Generated by GPT-5-mini| Scrapy | |
|---|---|
| Name | Scrapy |
| Developers | Scrapinghub, Zyte, Collin Duggan |
| Initial release | 2008 |
| Programming language | Python |
| License | BSD |
| Website | https://scrapy.org |
Scrapy is an open-source web crawling and web scraping framework written in Python, designed for extracting structured data from websites and APIs. It provides tools for defining spiders, handling requests and responses, parsing HTML and XML, and exporting data in multiple formats, enabling integration with systems like Apache Kafka, PostgreSQL, MongoDB, Elasticsearch, Redis and platforms such as Amazon Web Services, Google Cloud Platform and Microsoft Azure. Scrapy is widely used in research and industry by organizations including Netflix, Instagram, Bloomberg, The New York Times, and Zyte.
Scrapy offers a programmatic framework for building crawlers and scrapers that interact with web resources similar to frameworks used by Django, Flask, Tornado, FastAPI for web development. It leverages parsing libraries such as lxml, Beautiful Soup and html5lib and can be extended with parsers from projects like parsel and PyQuery. Users integrate Scrapy with data processing tools including Pandas, NumPy, Apache Spark, Dask and Hadoop for downstream analytics, or with message brokers like RabbitMQ and ZeroMQ for distributed workflows.
Scrapy originated in 2008, developed by a team at Mydeco and later maintained by Scrapinghub (now Zyte). Key contributors include engineers affiliated with projects like Twisted, Requests, SQLAlchemy, Celery and pytest. The project evolved alongside initiatives such as Open Data Institute, W3C recommendations, and web harvesting programs at institutions like Stanford University and MIT. Major milestones intersect with releases in the Python ecosystem alongside versions of CPython, PEP 8 adoption, and packaging improvements via pip and setuptools.

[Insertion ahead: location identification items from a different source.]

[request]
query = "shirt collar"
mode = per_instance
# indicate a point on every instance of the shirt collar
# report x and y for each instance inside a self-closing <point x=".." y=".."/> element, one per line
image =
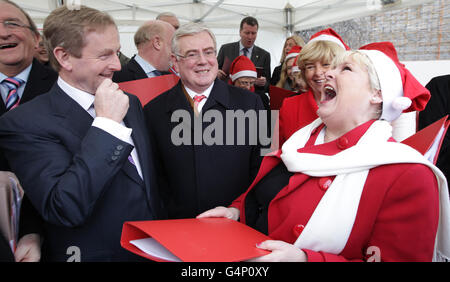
<point x="242" y="47"/>
<point x="84" y="99"/>
<point x="146" y="66"/>
<point x="192" y="93"/>
<point x="23" y="75"/>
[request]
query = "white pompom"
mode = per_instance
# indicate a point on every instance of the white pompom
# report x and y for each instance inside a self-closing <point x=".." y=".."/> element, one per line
<point x="401" y="103"/>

Scrapy's architecture uses an asynchronous event-driven model influenced by Twisted and integrates with networking stacks similar to urllib3 and httplib2. Core components include the Scheduler, Downloader, Engine, Item Pipeline, and Spiders, analogous to components in frameworks like Apache Nutch and Heritrix. For storage and indexing, users pair Scrapy with Solr, Elasticsearch, Cassandra or ClickHouse. Monitoring and orchestration integrate with systems such as Prometheus, Grafana, Kubernetes, Docker Swarm and Nomad.
Spiders define crawling behavior similar to bots developed for Common Crawl datasets or crawlers referenced in research from University of California, Berkeley and Carnegie Mellon University. Parsing uses selectors akin to XPath and CSS, employing libraries like lxml and parsel. Data output formats include JSON, CSV, and XML, interoperable with tools like Tableau, Power BI and Jupyter Notebook. Typical workflows connect Scrapy spiders to task queues such as Celery or orchestration systems like Airflow and Prefect for scheduled extraction and ETL pipelines.

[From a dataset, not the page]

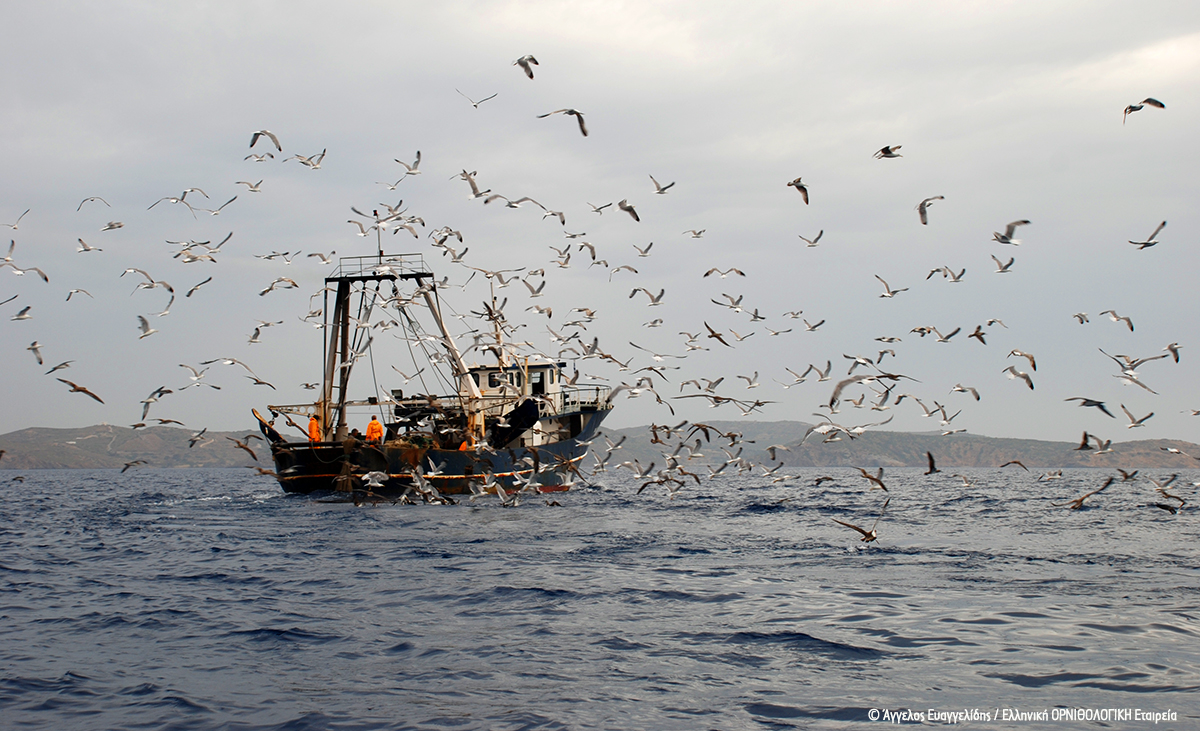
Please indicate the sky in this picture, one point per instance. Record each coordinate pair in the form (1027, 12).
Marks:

Scrapy supports middlewares and extensions to modify request/response processing, comparable to middleware patterns in Express.js and Spring Framework. Common extensions include integration with Selenium for JavaScript rendering, headless browsers like Headless Chrome and Playwright, and proxy services comparable to Bright Data and Oxylabs. For authentication and API interactions, Scrapy works alongside OAuth providers like Google OAuth 2.0, Facebook Login and Twitter API, and identity systems such as Auth0 and Okta.
Deployment strategies for Scrapy often utilize containerization via Docker and orchestration on Kubernetes with CI/CD pipelines involving Jenkins, GitHub Actions, GitLab CI/CD or CircleCI. For horizontal scaling, teams combine Scrapy with distributed schedulers or brokers like Apache Kafka, Redis and RabbitMQ, and storage backends such as Amazon S3, Azure Blob Storage and Google Cloud Storage. Large-scale crawling projects draw on practices from Common Crawl, research efforts at Yahoo! Research and production deployments at companies like Facebook and LinkedIn.

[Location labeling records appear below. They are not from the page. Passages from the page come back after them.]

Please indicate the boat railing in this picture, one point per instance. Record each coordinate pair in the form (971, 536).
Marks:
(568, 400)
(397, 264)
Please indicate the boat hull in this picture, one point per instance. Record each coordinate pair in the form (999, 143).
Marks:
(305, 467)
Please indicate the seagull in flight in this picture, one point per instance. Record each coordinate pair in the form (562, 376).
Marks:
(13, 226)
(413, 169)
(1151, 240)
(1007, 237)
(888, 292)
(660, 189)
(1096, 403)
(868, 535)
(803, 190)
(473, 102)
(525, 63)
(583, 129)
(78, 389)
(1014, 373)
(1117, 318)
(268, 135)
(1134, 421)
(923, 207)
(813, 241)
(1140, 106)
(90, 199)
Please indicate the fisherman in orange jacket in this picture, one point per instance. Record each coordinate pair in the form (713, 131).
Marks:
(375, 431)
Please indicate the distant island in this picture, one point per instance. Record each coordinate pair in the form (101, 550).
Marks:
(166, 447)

Operating Scrapy at scale intersects with legal and ethical frameworks including policies defined by European Union regulations such as GDPR and guidance from organizations like the Internet Archive and Electronic Frontier Foundation. Best practices include honoring robots.txt directives, respecting terms of service used by sites such as Wikipedia, Twitter, Amazon and eBay, and implementing rate limiting analogous to techniques in Rate limiting studies by IETF. Security measures engage with threat models discussed by OWASP, use TLS implementations from OpenSSL, and follow responsible disclosure pathways used by projects hosted on GitHub and GitLab.